Trois croix sont assises sur Lynn Mountain à Elizabethton, Tennessee. YouTube/WJHL

Une ville impliquée dans une bataille entre l'Église et l'État avec un groupe national athée au sujet d'une exposition de trois croix a rejeté les demandes de les retirer. 

Le procureur de la ville d'Elizabethton, dans le Tennessee, Roger Day, a publié  la semaine dernière une déclaration  disant que les croix sur la montagne voisine de Lynn ne violent pas l'interdiction de la Constitution américaine d'établir une religion, malgré les affirmations du groupe athée. 

La Freedom from Religion Foundation (FFRF), basée au Wisconsin, avait précédemment demandé à la ville de supprimer les croix qui étaient en place depuis les années 1950, lorsque les garçons du quartier les avaient créées dans le cadre d'un projet de Pâques. 

Day a cité la décision de la Cour suprême des États-Unis de 2019, American Legion v. American Humanist Association , dans laquelle la Haute Cour a statué 7 contre 2 qu'une croix de 40 pieds de haut sur une propriété publique dans le Maryland ne violait pas la clause d'établissement de la Constitution.

"Je suis d'accord avec la décision de la Cour suprême des États-Unis dans l'affaire American Legion qui a statué que" les monuments, symboles et pratiques de longue date "avec les" associations religieuses "ont une" présomption de constitutionnalité "", a-t-il écrit.

Day a déclaré que, selon la décision, "un symbole religieux sur la propriété du gouvernement ne viole pas la clause d'établissement s'il a pris une signification laïque".

"En tant que tel, je suis d'avis, en tant que procureur de la ville d'Elizabethton, que les trois croix peuvent rester sur Lynn Mountain sur une propriété appartenant à la ville", a-t-il poursuivi. 

La déclaration de Day est la première remarque publique faite par un responsable de la ville sur le débat sur les croix de Lynn Mountain depuis que la question a été soulevée pour la première fois en 2018, selon le média local WJHL. 

La FFRF, une organisation athée qui dépose souvent des plaintes légales contre des violations présumées de la séparation de l'Église et de l'État, a affirmé que les croix étaient inconstitutionnelles. 

L'organisation a envoyé une lettre de plainte à la ville en 2018 au nom de deux résidents, le groupe athée soupçonnant que les croix sont financées par la ville car, parfois, elles ont été rénovées et éclairées la nuit.

"Je ne connais pas les faits du financement et tout, mais nous avons examiné en 2018 les arpentages pour confirmer que [les croix] sont sur la propriété de la ville, et cela n'a certainement pas été discuté", a déclaré Karen Heineman, juriste de la FFRF. dans une interview avec The Christian Post plus tôt ce mois-ci. 

"Notre préoccupation est que nous avons ces trois croix latines, qui sont ... définies comme étant religieusement associées au christianisme. Et nous soupçonnons qu'au moins certains fonds municipaux vont les entretenir, les éclairer. Et c'est notre préoccupation. Nous pensons que la Constitution dit le contraire, que ce n'est pas OK. 

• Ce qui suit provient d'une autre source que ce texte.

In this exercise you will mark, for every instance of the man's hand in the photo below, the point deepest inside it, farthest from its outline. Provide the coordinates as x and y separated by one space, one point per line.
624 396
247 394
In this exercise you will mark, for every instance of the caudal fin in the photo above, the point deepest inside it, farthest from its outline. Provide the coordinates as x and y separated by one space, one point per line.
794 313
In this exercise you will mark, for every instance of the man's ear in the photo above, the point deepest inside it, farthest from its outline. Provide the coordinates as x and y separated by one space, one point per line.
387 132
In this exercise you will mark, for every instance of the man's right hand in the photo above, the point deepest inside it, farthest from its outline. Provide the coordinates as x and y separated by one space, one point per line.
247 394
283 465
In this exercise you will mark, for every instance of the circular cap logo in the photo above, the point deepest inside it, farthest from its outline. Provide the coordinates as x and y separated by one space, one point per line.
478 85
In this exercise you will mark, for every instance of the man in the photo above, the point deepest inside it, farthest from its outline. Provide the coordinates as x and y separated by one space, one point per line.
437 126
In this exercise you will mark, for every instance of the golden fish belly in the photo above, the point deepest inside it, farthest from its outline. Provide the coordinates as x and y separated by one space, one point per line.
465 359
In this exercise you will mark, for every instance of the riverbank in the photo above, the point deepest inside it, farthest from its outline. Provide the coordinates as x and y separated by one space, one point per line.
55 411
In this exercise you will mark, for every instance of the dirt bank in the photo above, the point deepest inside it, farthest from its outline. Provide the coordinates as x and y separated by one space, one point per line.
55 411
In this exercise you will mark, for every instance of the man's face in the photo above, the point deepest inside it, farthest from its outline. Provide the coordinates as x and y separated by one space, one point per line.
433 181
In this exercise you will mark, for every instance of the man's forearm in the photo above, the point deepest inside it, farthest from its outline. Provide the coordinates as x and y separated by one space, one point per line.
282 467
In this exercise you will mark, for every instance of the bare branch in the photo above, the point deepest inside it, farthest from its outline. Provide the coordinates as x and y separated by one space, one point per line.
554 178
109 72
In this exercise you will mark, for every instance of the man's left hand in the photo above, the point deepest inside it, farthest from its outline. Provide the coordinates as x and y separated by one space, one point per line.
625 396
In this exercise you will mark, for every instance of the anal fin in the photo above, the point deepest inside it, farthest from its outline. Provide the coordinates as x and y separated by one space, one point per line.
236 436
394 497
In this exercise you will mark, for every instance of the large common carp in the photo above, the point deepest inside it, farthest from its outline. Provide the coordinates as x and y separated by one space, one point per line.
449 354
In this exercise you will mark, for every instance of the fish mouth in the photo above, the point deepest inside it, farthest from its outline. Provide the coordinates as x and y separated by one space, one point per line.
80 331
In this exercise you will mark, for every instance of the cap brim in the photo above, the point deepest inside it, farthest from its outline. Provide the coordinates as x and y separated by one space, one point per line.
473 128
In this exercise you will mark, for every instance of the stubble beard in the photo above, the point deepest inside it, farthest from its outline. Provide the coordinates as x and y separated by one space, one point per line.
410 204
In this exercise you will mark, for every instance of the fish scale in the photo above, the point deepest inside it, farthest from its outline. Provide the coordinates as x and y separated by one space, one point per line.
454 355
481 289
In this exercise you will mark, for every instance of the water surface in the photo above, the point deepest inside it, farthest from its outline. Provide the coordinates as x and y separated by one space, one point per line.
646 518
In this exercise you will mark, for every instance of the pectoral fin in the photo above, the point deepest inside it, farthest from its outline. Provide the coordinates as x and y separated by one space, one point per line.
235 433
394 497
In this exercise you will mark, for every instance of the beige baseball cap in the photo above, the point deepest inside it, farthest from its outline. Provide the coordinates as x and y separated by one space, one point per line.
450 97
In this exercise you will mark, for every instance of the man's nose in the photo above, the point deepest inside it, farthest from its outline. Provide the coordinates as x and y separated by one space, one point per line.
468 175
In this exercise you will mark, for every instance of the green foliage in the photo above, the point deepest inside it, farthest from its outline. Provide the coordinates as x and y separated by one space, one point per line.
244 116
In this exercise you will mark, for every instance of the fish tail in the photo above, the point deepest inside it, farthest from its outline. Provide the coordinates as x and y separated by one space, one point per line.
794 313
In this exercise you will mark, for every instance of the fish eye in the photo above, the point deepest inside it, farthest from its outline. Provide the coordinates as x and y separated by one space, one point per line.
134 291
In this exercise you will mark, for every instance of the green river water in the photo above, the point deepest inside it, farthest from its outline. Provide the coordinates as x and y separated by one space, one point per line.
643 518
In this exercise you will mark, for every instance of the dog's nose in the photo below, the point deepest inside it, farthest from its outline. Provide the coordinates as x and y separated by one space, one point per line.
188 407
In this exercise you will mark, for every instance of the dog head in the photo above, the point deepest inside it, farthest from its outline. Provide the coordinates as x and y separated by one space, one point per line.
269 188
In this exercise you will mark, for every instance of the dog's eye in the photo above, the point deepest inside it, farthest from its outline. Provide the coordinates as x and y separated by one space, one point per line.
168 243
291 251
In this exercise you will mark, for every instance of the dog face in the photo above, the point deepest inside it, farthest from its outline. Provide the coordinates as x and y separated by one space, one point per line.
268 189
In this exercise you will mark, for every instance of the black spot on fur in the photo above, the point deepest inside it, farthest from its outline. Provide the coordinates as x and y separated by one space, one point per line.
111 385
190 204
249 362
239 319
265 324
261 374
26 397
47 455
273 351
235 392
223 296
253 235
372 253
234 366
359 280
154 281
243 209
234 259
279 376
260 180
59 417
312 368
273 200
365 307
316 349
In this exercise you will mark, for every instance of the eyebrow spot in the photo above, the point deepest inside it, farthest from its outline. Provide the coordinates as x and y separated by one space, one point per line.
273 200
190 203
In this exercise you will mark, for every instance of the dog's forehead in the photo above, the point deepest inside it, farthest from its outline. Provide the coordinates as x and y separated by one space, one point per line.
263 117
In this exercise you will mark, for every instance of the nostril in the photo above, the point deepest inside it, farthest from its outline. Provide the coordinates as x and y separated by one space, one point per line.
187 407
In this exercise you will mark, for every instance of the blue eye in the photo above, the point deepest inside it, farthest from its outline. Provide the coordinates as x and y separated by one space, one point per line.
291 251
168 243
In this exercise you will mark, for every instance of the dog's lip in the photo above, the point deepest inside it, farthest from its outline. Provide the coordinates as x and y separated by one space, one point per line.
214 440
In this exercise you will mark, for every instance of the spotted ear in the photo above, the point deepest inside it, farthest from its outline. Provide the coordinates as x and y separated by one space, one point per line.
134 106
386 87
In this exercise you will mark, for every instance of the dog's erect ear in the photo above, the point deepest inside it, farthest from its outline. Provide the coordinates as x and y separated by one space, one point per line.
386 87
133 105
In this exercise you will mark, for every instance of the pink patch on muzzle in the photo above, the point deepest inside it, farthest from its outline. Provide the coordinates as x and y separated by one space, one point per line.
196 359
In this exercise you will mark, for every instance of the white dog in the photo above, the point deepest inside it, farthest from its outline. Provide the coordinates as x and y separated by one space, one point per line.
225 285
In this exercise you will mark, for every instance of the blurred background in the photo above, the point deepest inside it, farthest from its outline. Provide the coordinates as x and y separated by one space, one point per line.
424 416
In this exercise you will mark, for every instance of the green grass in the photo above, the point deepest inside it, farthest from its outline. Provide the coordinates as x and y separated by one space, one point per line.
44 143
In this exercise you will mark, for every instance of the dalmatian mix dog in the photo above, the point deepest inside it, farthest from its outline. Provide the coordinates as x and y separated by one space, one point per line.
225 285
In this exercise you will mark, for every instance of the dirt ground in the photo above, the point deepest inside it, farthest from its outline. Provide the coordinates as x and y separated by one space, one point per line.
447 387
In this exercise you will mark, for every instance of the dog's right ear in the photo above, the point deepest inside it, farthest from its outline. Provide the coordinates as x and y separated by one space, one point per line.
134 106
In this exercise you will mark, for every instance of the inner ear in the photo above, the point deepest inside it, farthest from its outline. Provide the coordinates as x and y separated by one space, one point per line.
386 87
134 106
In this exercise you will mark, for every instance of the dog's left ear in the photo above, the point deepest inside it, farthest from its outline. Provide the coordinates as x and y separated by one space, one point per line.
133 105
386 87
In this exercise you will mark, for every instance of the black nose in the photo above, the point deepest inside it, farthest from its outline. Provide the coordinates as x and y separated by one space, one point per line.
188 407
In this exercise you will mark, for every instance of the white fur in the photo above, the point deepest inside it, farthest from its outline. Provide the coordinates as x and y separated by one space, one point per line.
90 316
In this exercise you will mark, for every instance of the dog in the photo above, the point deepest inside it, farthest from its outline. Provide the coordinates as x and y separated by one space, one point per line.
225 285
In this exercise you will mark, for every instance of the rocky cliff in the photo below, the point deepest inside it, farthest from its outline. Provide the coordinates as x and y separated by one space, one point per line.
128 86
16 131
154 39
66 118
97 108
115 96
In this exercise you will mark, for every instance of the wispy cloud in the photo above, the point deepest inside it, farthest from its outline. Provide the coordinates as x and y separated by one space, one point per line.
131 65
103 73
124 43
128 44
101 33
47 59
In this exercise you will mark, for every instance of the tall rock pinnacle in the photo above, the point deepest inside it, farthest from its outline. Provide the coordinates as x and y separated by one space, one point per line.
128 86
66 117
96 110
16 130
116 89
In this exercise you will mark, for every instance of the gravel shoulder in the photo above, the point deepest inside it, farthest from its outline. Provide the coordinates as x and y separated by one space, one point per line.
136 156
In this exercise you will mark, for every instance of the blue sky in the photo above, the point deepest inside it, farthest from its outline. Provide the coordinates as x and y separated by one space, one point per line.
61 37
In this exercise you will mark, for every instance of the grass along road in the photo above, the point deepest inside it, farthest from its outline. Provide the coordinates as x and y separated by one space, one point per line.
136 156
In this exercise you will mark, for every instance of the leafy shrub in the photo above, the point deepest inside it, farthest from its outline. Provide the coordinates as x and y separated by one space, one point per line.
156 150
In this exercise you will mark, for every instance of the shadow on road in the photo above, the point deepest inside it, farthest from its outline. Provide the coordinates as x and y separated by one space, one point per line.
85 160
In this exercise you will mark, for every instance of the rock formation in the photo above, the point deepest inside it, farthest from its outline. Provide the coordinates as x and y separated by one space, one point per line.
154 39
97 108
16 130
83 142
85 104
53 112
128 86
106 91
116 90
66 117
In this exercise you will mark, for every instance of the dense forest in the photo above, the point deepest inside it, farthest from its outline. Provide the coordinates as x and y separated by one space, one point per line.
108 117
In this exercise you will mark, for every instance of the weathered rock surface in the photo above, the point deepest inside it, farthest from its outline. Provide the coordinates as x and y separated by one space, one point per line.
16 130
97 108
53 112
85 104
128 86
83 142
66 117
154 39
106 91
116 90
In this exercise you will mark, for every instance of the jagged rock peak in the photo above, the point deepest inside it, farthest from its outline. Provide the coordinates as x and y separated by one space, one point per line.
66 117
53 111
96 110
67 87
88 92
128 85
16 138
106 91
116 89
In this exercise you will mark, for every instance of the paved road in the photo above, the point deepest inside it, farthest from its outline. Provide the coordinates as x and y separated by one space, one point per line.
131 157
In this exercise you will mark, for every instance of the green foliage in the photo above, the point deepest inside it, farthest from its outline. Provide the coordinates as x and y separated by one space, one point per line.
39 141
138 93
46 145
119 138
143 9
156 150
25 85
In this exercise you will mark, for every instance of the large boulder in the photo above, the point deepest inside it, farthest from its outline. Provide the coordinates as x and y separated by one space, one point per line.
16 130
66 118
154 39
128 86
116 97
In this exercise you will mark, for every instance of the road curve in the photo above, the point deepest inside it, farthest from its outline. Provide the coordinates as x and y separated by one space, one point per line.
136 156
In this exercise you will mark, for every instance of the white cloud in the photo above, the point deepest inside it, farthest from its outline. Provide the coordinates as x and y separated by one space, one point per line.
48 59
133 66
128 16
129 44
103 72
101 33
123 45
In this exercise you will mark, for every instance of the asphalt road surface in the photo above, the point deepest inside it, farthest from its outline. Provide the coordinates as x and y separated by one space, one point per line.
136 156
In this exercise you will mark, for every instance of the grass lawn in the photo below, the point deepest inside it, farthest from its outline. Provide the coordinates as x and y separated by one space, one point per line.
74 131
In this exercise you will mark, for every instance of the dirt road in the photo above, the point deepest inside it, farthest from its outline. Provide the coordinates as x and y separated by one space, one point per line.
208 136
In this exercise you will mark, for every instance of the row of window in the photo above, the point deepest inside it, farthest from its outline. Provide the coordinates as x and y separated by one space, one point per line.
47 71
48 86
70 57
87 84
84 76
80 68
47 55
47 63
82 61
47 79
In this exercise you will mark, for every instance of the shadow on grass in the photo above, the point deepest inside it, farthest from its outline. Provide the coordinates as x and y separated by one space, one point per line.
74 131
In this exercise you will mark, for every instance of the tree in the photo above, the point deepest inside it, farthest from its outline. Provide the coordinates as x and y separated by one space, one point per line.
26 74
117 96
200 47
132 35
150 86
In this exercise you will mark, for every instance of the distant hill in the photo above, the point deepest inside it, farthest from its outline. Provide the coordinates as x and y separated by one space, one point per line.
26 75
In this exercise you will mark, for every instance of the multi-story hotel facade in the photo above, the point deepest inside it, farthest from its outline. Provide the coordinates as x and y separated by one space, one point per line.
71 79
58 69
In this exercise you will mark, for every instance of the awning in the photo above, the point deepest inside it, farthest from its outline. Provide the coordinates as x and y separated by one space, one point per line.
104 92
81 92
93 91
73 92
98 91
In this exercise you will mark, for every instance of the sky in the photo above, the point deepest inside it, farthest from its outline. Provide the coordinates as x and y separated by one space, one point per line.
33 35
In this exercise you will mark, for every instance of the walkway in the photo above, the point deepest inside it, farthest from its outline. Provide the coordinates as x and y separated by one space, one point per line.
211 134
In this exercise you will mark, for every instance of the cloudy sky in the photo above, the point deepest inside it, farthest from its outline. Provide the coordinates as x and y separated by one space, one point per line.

Alors que la FFRF s'oppose aux croix, le First Liberty Institute, un cabinet d'avocats conservateur qui s'engage dans des litiges centrés sur la liberté religieuse, soutient l'affichage. 

Roger Byron, un avocat principal de First Liberty, a déclaré au CP que les symboles religieux ne sont pas inconstitutionnels en raison de leur emplacement sur une propriété publique. 

"Lorsque vous avez un affichage établi ou un monument établi comme l'affichage à trois croix là-bas à Elizabethton, Tennessee, il est présumé être constitutionnel", a déclaré Byron. « C'est fortement présenté comme constitutionnel ; à moins qu'il puisse être prouvé le contraire. Et prouver qu'il est inconstitutionnel est une chose très difficile à faire.

"Si une croix latine en tant qu'élément central du sceau du comté est constitutionnelle, alors certainement l'affichage de la croix à Elizabethton, Tennessee, est constitutionnel", a-t-il ajouté.